O Legado do Pioneiro da Arte Abstrata Alemã Karl Otto Götz
Em 19 de agosto de 2017, Karl Otto Götz, uma voz singular na arte abstrata, faleceu aos 103 anos. Posso dizer sem reservas que o conjunto de obras que Götz criou em sua vida é digno de reverência. Não é apenas intensamente poderoso, mas também altamente idiossincrático. Pioneiro de um tipo de abstração gestual conhecido como Deutsches Informel Kunst, ou Arte Informal Alemã, Götz é amplamente reconhecido em sua terra natal por reviver a dignidade da cena artística alemã após a Segunda Guerra Mundial. E além de sua própria produção artística, ele também foi um dos professores de arte alemães mais influentes do meio do século XX, evidenciado pelo fato de que meia dúzia dos artistas alemães mais famosos do último meio século foram seus alunos. Mas sua arte e seu ensino não são os únicos elementos fascinantes da vida de Karl Otto Götz. Ele também representa algo bastante sério e complexo. Ele foi um soldado nazista: evidência da natureza complicada da humanidade e da verdade estratificada e muitas vezes surpreendente da história.
O Nazista Acidental
Karl Otto Götz nasceu em 1914 na cidade fronteiriça alemã de Aachen. Seu interesse pela arte começou cedo e ele iniciou suas primeiras obras abstratas em 1932, aos 18 anos, como estudante na Kunstgewerbeschule, ou Escola de Artes Aplicadas, em Aachen. Como a maioria dos jovens artistas vanguardistas da época, seus interesses estavam alinhados com os movimentos modernistas em voga na Europa, como o Surrealismo, o Cubismo e o Expressionismo. Mas em 1935, quando os nazistas assumiram o controle da Alemanha, essas formas de expressão artística foram consideradas degeneradas pelo governo e subsequentemente proibidas. Cedendo à pressão governamental, mas sem querer abandonar a arte, Götz continuou trabalhando como pintor de paisagens, chegando até a viver da venda de suas obras. Em 1940, ele chegou a ser representado pelo marchand de arte de Dresden Heinrich Kühl, proprietário da galeria Kühl.

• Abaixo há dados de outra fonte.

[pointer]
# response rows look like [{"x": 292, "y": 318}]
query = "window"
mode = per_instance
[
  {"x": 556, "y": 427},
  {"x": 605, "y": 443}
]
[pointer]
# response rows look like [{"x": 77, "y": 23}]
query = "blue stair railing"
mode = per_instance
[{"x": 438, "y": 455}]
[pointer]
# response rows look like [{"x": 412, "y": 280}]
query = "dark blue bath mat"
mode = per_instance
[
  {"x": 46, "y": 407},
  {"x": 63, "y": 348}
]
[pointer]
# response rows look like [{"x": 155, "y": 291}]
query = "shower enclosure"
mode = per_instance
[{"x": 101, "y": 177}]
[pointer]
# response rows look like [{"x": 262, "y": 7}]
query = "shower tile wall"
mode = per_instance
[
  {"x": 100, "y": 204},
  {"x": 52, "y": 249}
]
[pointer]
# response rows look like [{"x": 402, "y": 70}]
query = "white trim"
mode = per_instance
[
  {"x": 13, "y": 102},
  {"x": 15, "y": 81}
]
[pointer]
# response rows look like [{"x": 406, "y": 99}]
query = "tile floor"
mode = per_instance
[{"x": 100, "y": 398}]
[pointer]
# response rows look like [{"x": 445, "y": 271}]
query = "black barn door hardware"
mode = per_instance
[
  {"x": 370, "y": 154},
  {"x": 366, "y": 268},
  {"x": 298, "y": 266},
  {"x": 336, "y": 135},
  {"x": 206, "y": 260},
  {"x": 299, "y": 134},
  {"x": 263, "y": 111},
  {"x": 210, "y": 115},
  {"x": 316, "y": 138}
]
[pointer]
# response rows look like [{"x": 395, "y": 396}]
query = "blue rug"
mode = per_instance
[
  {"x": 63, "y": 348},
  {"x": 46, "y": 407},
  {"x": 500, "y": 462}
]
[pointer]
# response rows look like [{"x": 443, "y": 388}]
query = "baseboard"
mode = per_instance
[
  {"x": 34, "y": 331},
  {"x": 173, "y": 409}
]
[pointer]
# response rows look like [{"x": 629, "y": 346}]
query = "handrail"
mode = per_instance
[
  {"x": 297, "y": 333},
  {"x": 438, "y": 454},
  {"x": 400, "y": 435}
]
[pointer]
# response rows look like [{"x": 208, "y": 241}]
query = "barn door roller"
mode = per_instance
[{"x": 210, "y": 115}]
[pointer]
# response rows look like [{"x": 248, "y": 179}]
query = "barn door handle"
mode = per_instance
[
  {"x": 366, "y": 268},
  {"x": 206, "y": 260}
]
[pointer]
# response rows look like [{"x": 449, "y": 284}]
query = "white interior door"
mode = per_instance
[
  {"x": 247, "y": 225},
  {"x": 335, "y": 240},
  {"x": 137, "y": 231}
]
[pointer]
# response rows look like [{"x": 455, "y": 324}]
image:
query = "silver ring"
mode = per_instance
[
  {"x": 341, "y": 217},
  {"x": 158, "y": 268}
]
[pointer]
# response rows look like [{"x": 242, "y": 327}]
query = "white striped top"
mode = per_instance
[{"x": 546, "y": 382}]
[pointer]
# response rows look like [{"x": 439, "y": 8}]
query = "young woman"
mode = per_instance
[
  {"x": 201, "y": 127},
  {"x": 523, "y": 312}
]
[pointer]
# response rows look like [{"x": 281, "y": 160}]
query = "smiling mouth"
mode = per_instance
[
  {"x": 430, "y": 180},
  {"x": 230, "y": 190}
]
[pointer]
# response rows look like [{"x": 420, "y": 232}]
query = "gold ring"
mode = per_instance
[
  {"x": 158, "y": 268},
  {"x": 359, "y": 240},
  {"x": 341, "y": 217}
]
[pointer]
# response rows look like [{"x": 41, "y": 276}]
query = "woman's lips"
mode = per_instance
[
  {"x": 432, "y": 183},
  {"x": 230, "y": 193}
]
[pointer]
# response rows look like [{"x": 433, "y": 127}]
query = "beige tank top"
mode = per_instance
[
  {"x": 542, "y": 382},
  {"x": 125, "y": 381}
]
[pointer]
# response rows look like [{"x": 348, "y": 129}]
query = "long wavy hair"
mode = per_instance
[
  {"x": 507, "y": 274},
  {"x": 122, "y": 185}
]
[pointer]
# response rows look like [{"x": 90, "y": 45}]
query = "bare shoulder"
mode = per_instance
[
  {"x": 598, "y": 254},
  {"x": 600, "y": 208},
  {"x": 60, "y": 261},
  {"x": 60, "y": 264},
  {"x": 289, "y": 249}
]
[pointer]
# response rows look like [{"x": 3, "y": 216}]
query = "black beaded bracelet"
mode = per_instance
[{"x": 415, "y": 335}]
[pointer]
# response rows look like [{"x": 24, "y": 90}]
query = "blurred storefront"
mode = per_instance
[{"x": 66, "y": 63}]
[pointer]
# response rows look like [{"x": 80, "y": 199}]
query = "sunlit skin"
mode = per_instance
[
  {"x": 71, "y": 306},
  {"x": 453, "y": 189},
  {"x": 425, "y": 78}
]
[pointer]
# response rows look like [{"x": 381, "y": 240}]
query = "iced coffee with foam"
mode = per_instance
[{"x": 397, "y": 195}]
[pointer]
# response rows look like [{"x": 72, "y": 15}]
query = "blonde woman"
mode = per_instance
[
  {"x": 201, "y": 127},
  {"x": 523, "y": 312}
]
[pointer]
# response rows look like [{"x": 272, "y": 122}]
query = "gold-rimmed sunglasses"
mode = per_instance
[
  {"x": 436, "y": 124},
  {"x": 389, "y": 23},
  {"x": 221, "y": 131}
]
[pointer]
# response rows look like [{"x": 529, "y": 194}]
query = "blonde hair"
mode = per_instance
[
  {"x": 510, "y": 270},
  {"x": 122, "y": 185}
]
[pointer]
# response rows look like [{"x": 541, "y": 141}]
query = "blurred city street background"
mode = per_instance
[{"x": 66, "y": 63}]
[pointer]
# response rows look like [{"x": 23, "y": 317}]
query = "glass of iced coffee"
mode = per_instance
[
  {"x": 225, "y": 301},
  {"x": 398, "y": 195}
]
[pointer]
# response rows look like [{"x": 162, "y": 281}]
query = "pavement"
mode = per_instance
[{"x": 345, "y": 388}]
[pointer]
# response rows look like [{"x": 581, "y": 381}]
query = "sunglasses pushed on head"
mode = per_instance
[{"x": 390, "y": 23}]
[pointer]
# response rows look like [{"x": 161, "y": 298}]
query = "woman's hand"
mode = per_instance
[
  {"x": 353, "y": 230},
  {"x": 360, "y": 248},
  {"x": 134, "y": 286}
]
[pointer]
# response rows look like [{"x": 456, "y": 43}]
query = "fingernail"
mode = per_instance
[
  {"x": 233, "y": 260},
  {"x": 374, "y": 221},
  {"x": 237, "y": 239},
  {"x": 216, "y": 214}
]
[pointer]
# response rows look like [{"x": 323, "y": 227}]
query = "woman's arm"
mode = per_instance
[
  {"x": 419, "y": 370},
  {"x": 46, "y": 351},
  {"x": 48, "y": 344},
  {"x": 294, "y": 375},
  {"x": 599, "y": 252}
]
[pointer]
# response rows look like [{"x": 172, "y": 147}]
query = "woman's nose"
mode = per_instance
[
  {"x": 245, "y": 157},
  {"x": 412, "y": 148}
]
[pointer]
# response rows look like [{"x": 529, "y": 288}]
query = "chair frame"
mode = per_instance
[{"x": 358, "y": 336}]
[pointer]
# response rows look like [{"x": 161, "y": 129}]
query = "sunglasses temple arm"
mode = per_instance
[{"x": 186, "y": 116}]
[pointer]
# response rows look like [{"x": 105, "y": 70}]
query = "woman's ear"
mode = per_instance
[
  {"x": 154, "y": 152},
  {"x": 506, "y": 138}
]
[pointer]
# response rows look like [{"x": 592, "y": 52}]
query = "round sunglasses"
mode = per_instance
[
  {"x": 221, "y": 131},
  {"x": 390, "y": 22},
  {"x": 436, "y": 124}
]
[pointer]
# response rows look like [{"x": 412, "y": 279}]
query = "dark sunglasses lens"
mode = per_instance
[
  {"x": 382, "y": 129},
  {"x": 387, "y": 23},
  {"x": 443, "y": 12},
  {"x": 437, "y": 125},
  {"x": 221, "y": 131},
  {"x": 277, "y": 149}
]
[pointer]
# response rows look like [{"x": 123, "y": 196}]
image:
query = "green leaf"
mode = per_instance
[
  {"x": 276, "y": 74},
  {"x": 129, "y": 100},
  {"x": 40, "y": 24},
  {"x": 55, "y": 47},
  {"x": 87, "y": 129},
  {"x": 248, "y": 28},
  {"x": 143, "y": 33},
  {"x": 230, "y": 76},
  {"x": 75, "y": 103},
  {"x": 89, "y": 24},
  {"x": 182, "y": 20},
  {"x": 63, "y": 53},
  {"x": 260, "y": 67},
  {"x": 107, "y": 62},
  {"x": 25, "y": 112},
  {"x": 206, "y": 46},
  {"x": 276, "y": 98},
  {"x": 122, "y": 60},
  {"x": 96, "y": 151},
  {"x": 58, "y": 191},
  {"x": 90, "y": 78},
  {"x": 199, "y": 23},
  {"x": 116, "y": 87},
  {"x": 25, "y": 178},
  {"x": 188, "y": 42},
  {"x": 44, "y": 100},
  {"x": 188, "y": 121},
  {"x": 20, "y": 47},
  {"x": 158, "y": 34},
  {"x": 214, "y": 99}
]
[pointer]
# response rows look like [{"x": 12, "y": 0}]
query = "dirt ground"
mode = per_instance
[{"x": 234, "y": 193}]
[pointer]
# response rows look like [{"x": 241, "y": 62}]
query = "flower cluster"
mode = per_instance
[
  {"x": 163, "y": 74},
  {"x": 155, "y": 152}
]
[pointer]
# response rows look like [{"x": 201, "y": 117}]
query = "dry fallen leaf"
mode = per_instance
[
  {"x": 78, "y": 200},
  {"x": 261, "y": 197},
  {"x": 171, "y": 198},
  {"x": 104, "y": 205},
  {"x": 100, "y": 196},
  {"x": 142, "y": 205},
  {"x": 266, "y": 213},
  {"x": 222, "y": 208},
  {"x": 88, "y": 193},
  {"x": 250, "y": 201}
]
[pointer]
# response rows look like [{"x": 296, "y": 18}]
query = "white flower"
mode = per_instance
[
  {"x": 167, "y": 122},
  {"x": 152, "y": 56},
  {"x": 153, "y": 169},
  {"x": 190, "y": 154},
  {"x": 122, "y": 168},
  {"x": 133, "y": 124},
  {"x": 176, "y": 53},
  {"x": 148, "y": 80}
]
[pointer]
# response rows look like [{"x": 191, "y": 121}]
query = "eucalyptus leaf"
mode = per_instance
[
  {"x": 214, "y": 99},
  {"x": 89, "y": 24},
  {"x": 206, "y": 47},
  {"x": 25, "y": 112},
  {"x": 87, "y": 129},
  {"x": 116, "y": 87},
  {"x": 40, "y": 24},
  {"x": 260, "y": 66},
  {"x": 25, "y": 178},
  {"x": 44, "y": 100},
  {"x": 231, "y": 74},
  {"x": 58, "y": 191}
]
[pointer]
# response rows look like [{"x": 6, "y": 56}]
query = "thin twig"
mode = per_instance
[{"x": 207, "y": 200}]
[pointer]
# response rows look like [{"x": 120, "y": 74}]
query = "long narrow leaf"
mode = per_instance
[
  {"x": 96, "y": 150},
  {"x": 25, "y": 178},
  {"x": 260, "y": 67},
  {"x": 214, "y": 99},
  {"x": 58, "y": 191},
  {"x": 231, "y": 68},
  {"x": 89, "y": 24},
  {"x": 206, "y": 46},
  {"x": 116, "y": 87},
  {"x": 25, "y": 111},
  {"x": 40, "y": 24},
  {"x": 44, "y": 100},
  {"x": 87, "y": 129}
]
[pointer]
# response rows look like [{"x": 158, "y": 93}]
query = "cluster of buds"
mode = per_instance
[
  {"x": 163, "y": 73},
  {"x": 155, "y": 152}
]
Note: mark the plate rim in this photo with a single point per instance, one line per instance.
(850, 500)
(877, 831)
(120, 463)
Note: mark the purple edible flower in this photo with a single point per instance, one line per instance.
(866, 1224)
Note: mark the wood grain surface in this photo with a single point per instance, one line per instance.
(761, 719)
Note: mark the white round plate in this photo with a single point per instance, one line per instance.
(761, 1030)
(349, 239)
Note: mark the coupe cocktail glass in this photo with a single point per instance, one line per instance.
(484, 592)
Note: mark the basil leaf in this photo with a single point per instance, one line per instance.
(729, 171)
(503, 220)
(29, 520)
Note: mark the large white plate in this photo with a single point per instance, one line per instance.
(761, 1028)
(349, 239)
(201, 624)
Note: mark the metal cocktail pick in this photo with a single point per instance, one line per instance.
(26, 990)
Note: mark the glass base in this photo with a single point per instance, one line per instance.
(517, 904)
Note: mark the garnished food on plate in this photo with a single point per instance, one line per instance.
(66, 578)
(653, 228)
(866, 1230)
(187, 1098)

Mas se alguém fosse buscar exemplos das obras que Götz fazia naquela época, não as encontraria hoje. A maior parte, se não toda, foi destruída no bombardeio incendiário da cidade de Dresden pelas forças Aliadas em 1945. O próprio Götz foi convocado para o exército nazista em 1936. Permaneceu soldado nazista até o fim da guerra. Sua função era no corpo de sinais, o departamento responsável pelas comunicações via rádio e telefone, bem como radar. Durante seu tempo como soldado, Götz continuou explorando suas ideias de arte abstrata em segredo, especialmente em seu tempo livre. De fato, algumas de suas obras mais experimentais, conhecidas como seus rasterbilder, ou imagens raster, foram concebidas enquanto ele trabalhava como técnico de radar.
Karl Otto Götz - 24 Variationen mit einer Faktur (24 Variações com uma Textura), 1948, 27,5 x 44 cm., Óleo e areia sobre fibra dura, © Fundação KO Götz e Rissa
Separando a Arte da Vida
Talvez seja difícil imaginar: um artista convocado para servir como nazista, mas que continua, mesmo assim, a perseguir a agenda da arte vanguardista enquanto desempenha o papel de uma engrenagem numa máquina maligna. Em biografias escritas sobre Götz, ele é descrito às vezes pairando sobre sua tela de radar, manipulando a tecnologia para criar imagens abstratas na tela. É quase um pensamento cômico: esse artista abstrato brincalhão experimentando estéticas digitais abstratas de ponta enquanto veste o uniforme da Luftwaffe. Mais tarde, na década de 1960, Götz convocou seus alunos na Kunstakademie Düsseldorf para ajudá-lo a fazer suas pinturas rasterbilder usando um sistema então novo de criação artística conhecido como Arte Generativa. A ideia por trás da Arte Generativa é que o artista cria um sistema que então faz autonomamente todas as escolhas estéticas, levando à criação de uma obra de arte na qual o artista não tem voz. Soa, honestamente, muito parecido com o método intelectual empregado por tantos soldados na Segunda Guerra Mundial, cujas atrocidades cometidas por sistemas semelhantes e impensados Götz testemunhou por nove anos.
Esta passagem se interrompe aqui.